Abundance highlights one potential application of advance market commitments (an instantiation of pull funding where the government legally commits to a per-unit subsidy for a novel good): clean cement. Klein and Thompson write (195),

If the US pledged to buy several billions of dollars’ worth of affordable green cement, it could encourage investors and entrepreneurs to pour more time and treasure into its development. The up-front funds could help green cement companies expand their production facilities. As Wright’s law [which says that increasing production lowers costs as firms learn out how to improve their processes] works its magic, the cost of producing green cement would decline over time. The result would optimistically be a win-win-win-win: the start-ups would get funding, the public would get cleaner infrastructure, the treasury would protect taxpayers by only paying for success, and the climate would get a reprieve from carbon-coughing cement.

One of the biggest advantages of using pull funding, Klein and Thompson write, is that the bounty of potential means to decarbonize cement, from carbon capture technologies to replacing limestone as a principal input. Instead of the government picking which approaches they like best, pull funding lets the market decide, at the market’s own expense. If a firm thinks everyone else is overlooking a promising angle, they can risk their own capital and invest. If they turn out to be right, the pull funding mechanism will reward them handsomely. If not, they lose their money. This firm-agnostic, technology-agnostic approach lets firms take advantage of their own private information and private conviction, without needing to jump through a labyrinthine approval process from the government that punishes novelty and risk-taking. But pull funding protects against non-serious efforts by offering no money to firms that fail. This approach is well-situated for applications, like green cement, where the suite of possible paths is so broad.

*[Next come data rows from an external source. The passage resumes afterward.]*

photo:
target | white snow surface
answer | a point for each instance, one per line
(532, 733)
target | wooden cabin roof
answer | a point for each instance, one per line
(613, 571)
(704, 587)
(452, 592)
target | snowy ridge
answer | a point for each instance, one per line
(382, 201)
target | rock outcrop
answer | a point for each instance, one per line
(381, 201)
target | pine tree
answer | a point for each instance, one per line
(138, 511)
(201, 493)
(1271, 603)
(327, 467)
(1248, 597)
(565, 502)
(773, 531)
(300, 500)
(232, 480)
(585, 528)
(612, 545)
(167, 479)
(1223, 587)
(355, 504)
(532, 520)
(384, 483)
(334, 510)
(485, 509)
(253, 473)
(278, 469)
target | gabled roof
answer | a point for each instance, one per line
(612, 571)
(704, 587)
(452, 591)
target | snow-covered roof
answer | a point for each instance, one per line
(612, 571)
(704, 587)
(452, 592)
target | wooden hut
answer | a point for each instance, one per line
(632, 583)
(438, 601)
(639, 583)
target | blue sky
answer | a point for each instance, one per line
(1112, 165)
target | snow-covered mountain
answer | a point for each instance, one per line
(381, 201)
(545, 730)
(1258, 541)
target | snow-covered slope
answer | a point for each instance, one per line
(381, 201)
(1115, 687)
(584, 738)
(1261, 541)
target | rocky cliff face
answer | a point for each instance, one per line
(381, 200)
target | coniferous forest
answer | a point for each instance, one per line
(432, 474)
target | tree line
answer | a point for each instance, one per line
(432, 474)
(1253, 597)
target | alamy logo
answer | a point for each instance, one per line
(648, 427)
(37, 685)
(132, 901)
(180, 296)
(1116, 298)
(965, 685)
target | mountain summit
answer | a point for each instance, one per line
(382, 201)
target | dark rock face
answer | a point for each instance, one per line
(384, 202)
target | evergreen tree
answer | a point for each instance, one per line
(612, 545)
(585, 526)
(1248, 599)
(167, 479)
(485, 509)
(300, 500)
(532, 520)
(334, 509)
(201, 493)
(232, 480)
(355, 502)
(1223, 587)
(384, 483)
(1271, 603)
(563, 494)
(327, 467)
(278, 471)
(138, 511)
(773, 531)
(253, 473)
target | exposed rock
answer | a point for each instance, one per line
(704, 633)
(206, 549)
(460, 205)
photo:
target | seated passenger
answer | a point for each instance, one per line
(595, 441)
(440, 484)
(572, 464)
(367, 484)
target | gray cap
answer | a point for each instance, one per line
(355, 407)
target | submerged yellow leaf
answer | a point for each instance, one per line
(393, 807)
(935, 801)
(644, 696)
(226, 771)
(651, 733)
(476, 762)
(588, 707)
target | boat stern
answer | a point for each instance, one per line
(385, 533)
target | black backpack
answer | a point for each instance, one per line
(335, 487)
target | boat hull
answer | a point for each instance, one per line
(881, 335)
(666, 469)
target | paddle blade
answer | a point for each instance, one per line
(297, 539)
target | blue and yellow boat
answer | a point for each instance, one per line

The Market Shaping Accelerator has explored the use of AMCs for green cement in the past. By guaranteeing demand conditional on success, pull funding incentivizes firms to find creative, low-cost solutions to the problem of carbon-intensive cement production. The thorniest problem is how to define success in a world where green cement is already possible, just far too expensive to be cost-competitive with ordinary cement. The first few iterations of any novel product will always be pricey, so one needs to determine which approaches are expensive-but-promising and which approaches are expensive-and-will-remain-so. Creative market shaping approaches, such as committing to only continue buying conditional on continually declining prices, might be necessary to achieve success. 

Pull funding is an idea whose time has come

Abundance is a welcome addition to the national discourse of how to improve government institutions to further accelerate progress. Innovation can help tackle many of the most challenging problems the world faces–from improving public health to cleaning up the environment–but without demand, would-be innovators will set their sights elsewhere. As Klein and Thompson emphasize repeatedly throughout the book, existing tools to promote science are hamstrung by poor incentives and burdensome requirements that direct researcher time towards grant-writing and incremental, low-risk iterations on existing work. Expanding the use of pull funding tools, which pay only based on success, could be a valuable improvement that takes advantage of both the public sector’s capacity for collective action at scale with the dynamism and flexibility of private firms. We are glad to see more scholars and thinkers join us in our excitement about the use of these funding mechanisms.